そんなことも忘れ、新しい職場で羽を伸ばしつつ経済的にも安定をしているなかで、結婚相談所の営業がかかってきたのです。そのときはちょうどフラれたさなかでしたので、「どんなもんか話聞いてみるか」くらいの感じで面談設定をしました。

 

営業を受けた結論は、入会したというオチなんですが、そこでベッカムの話が出てくるのです。

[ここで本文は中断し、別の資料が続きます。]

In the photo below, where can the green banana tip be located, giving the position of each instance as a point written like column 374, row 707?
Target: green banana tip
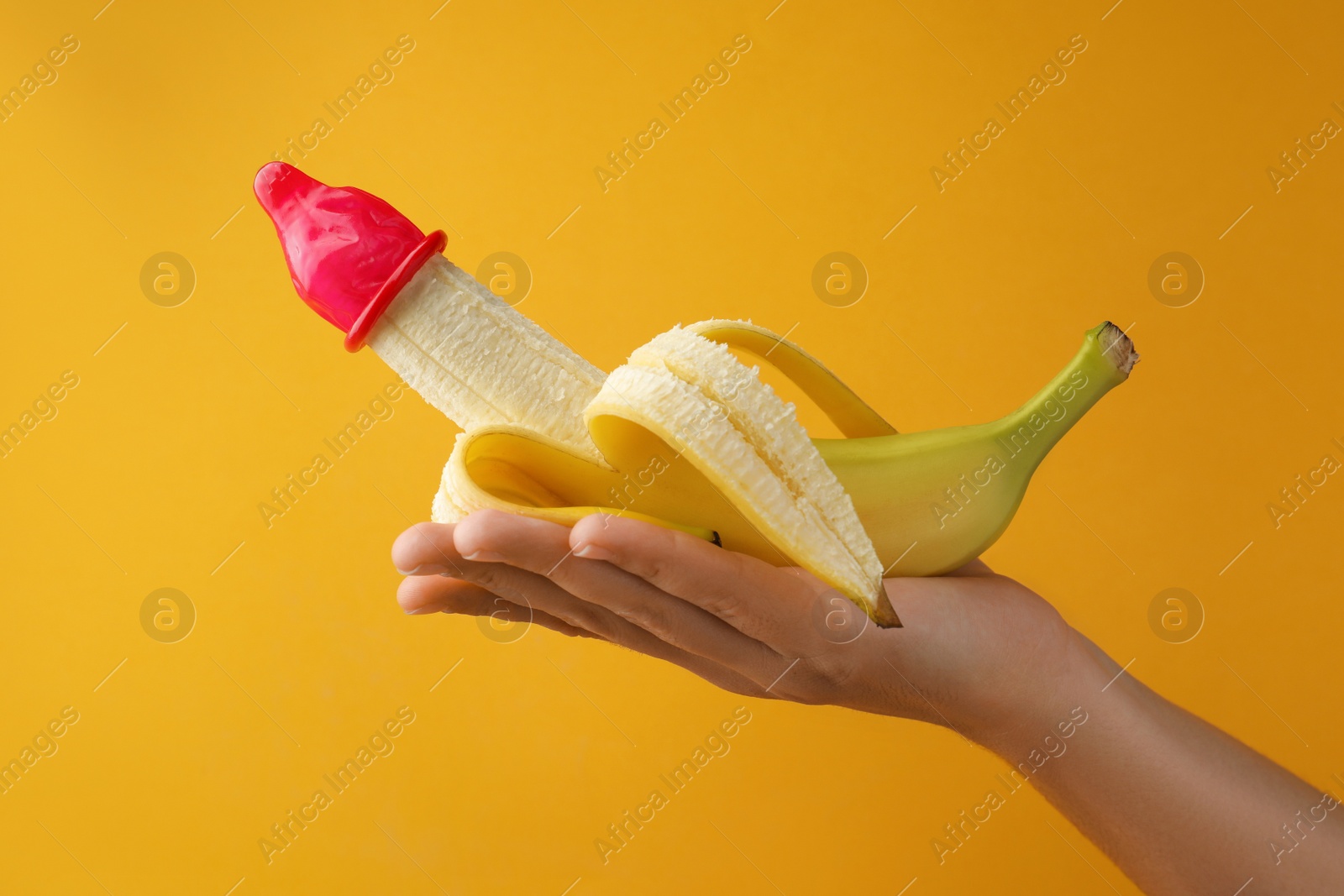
column 884, row 613
column 1116, row 345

私は結婚したいというより、人生コケにコケていたので落ち着きたいなという気持ちが強かったものの、こんなものに大金を払うのはちょっとなあという感覚で臨みました。営業は私と同い年くらいの女性だったのですが、かなり気の強い人でバキバキの話の誘導とポストクロージングを交互に織り交ぜ、楽しい時間でした。そこでどんな人と結婚したいですかみたいな話のなかで、とっさに「ベッカムの奥様みたいに、気が強くて芯がある人。やりたいことをやりやりたくないことはやらない人です。」みたいな話が口から出てきまして、小学校の先生の話を思い出すことになりました。そんなこんなで色々話して、少し映像を見せられて営業が席を立つ場面がありました。私も営業なので心のなかで、営業マンのことが気に入ったら買ってしまうというチョロさがありまして、半ば前向き検討する気持ちになっておりました。そんな心境のなかで、営業が戻ってきたときに「カネコさんの魅力10選」みたいなシートを手書きで作ってくださいました。チョロい私はそこで完全にやられてしまいまして、10万円を払って入会することになったのです。

 

その時はこの営業の頑張りに対して10万円くらいならいいかなと思ったのですが、結論自分の人生にとって転機になりましたし感謝しています。

「お客様のお役に立つためにはまず売れ」

というような厳しいことばを私は受けたことがありましたが、そのことばの真意をこの経験で体験したなとも思います。

 

自伝を読んでいてベッカムはすごくピュアというか少年のような人だなと思いました。私もピュアな気持ちを取り戻して、変化を恐れず、人を愛して生きてたいなと思うのです。